Expression analysis of GATA TFs based on Populus RNA-seq data

Raw reads of RNA-Seq experiments of P. pruinosa and P. deltoides were downloaded from NCBI (Table S9). RNA-Seq raw reads were aligned against the whole genome of P. pruinosa and P. deltoides with hisat2 v2.2.0¹¹⁷ after generating datasets of each Populus genome. After generating bam file for each SRA raw reads, bam files from the same experiments were merged using samtools v1.9¹¹⁸. Expression levels of the merged bam files were calculated by cufflink v2.2.1¹¹⁹.

Hierarchical clustering was conducted for the five datasets: one covers four different conditions (four tissues) and the last four contain each condition (Fig. 4) using hclust function in R package stats version 4.0.3¹¹⁶.

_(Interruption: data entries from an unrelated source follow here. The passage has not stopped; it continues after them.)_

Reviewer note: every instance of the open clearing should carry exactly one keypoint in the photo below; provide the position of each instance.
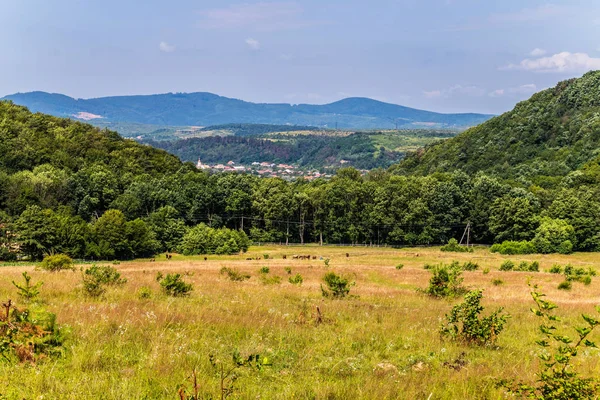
(381, 343)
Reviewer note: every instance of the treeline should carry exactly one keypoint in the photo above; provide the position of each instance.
(315, 151)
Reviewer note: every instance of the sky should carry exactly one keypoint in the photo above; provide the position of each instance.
(440, 55)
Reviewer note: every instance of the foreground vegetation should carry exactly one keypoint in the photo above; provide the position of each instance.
(382, 339)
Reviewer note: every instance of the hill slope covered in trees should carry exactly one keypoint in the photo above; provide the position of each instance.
(202, 109)
(545, 138)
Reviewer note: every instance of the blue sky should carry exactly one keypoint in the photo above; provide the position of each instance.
(441, 55)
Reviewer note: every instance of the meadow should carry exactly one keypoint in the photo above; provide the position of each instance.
(381, 342)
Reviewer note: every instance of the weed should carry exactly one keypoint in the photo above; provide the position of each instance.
(465, 324)
(57, 262)
(558, 380)
(338, 287)
(173, 285)
(234, 274)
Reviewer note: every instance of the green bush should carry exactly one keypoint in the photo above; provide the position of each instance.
(202, 239)
(296, 279)
(57, 262)
(234, 274)
(453, 246)
(511, 247)
(465, 324)
(173, 285)
(337, 286)
(446, 281)
(507, 266)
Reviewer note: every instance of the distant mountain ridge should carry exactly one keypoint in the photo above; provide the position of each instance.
(203, 109)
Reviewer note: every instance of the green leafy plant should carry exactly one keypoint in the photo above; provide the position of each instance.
(27, 290)
(296, 279)
(234, 274)
(57, 262)
(338, 287)
(174, 285)
(465, 324)
(446, 281)
(557, 378)
(453, 246)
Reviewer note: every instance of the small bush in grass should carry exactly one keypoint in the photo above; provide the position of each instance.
(470, 266)
(556, 269)
(234, 274)
(173, 285)
(57, 262)
(507, 266)
(446, 281)
(453, 246)
(144, 293)
(337, 286)
(465, 324)
(96, 278)
(566, 285)
(264, 270)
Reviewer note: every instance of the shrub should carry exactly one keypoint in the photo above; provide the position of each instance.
(465, 324)
(453, 246)
(296, 279)
(337, 286)
(264, 270)
(234, 274)
(507, 266)
(558, 380)
(173, 285)
(556, 269)
(144, 293)
(512, 247)
(96, 278)
(57, 262)
(446, 281)
(565, 285)
(28, 291)
(470, 266)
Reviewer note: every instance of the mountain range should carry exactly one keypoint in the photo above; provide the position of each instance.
(204, 109)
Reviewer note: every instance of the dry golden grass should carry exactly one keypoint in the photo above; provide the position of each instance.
(124, 347)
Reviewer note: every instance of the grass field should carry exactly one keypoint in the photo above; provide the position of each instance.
(381, 343)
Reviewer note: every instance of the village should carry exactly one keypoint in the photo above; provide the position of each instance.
(265, 169)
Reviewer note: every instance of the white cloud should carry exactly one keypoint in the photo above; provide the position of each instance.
(537, 52)
(263, 16)
(166, 47)
(253, 43)
(561, 62)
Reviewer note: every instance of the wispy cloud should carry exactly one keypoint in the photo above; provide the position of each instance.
(253, 43)
(472, 91)
(166, 47)
(537, 52)
(561, 62)
(263, 16)
(530, 88)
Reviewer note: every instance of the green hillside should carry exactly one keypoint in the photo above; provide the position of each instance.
(552, 134)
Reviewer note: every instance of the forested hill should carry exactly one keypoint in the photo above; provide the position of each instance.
(555, 132)
(29, 141)
(202, 109)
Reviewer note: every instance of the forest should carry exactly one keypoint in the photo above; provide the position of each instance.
(67, 187)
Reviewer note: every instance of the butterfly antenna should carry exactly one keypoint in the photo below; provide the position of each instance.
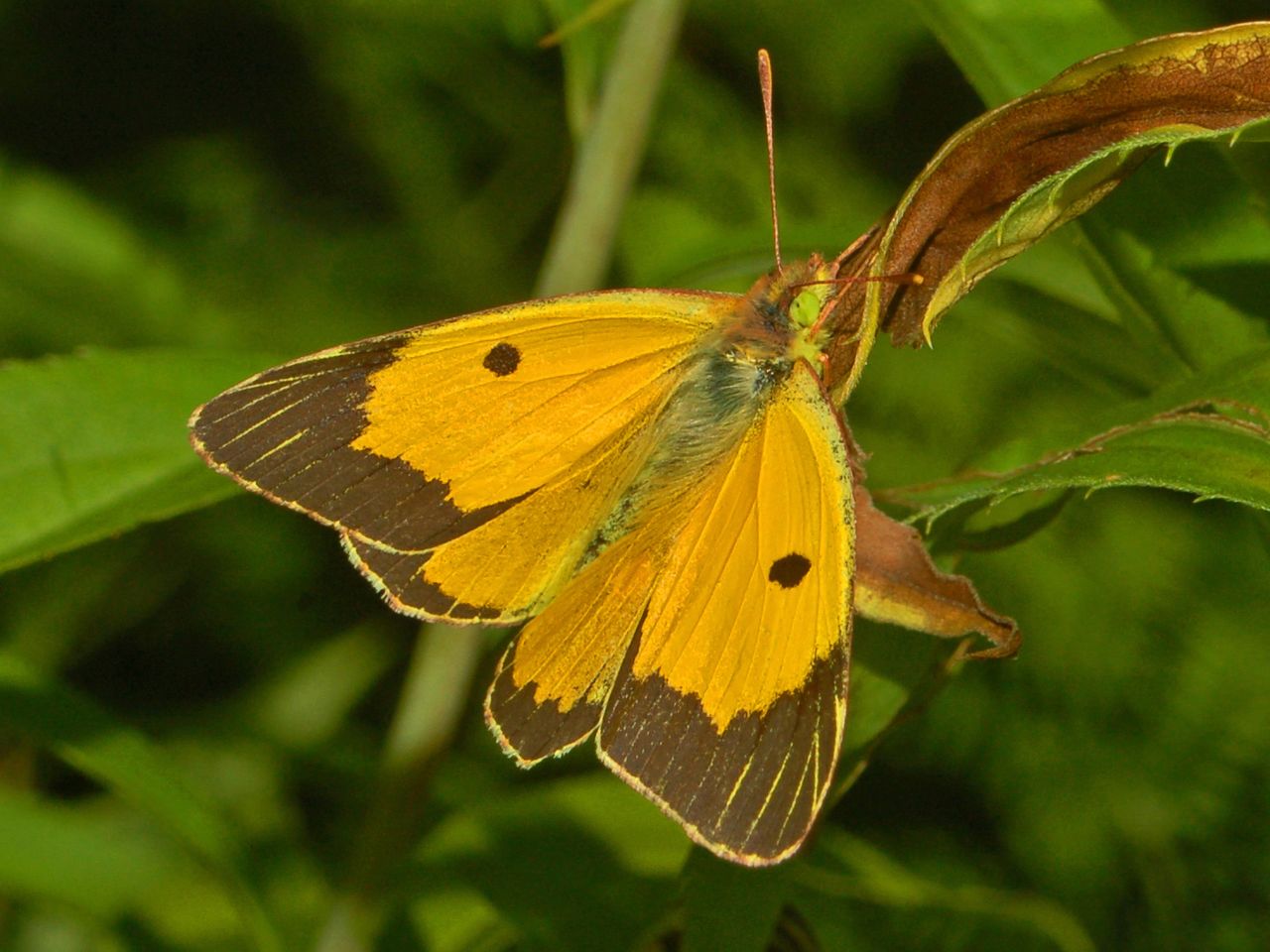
(765, 84)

Construction of phylogenetic tree of seven Populus species based on complete chloroplast genomes

Complete chloroplast genomes of seven Populus chloroplast genomes^{69, 120–123} and Salix gracilistyla⁷⁸, used as an outgroup, were aligned using MAFFT v7.450¹²⁴. All chloroplast genome sequences were retrieved from the PCD (http://www.cp-genome.net; Park et al., in preparation). The maximum-likelihood trees were reconstructed in MEGA X¹²⁵. During the ML analysis, a heuristic search was used with nearest-neighbor interchange branch swapping, the Tamura-Nei model, and uniform rates among sites. All other options were set to their default values. Bootstrap analyses with 1,000 pseudoreplicates were conducted with the same options. All bioinformatic processes were conducted under the environment of the Genome Information System (GeIS) used in the various previous studies^{43, 126–134}.

Author contributions

J.P. designed this manuscript and M.K. and H.X. identified and GATA TFs and analyzed them. M.K. curated GATA TFs. M.K., S.P., and Y.Y. visualized the analyzed data. M.K. and J.P. wrote the original manuscript and all authors improved the manuscript. All authors read and approved the final draft of the manuscript.

Data availability

All GATA TFs identified in this study can be accessed at the Populus Comparative Genome Database (http://www.populusgenome.info/).

Competing interests

The authors declare no competing interests.

Supplementary Information

The online version contains supplementary material available at 10.1038/s41598-021-95940-5.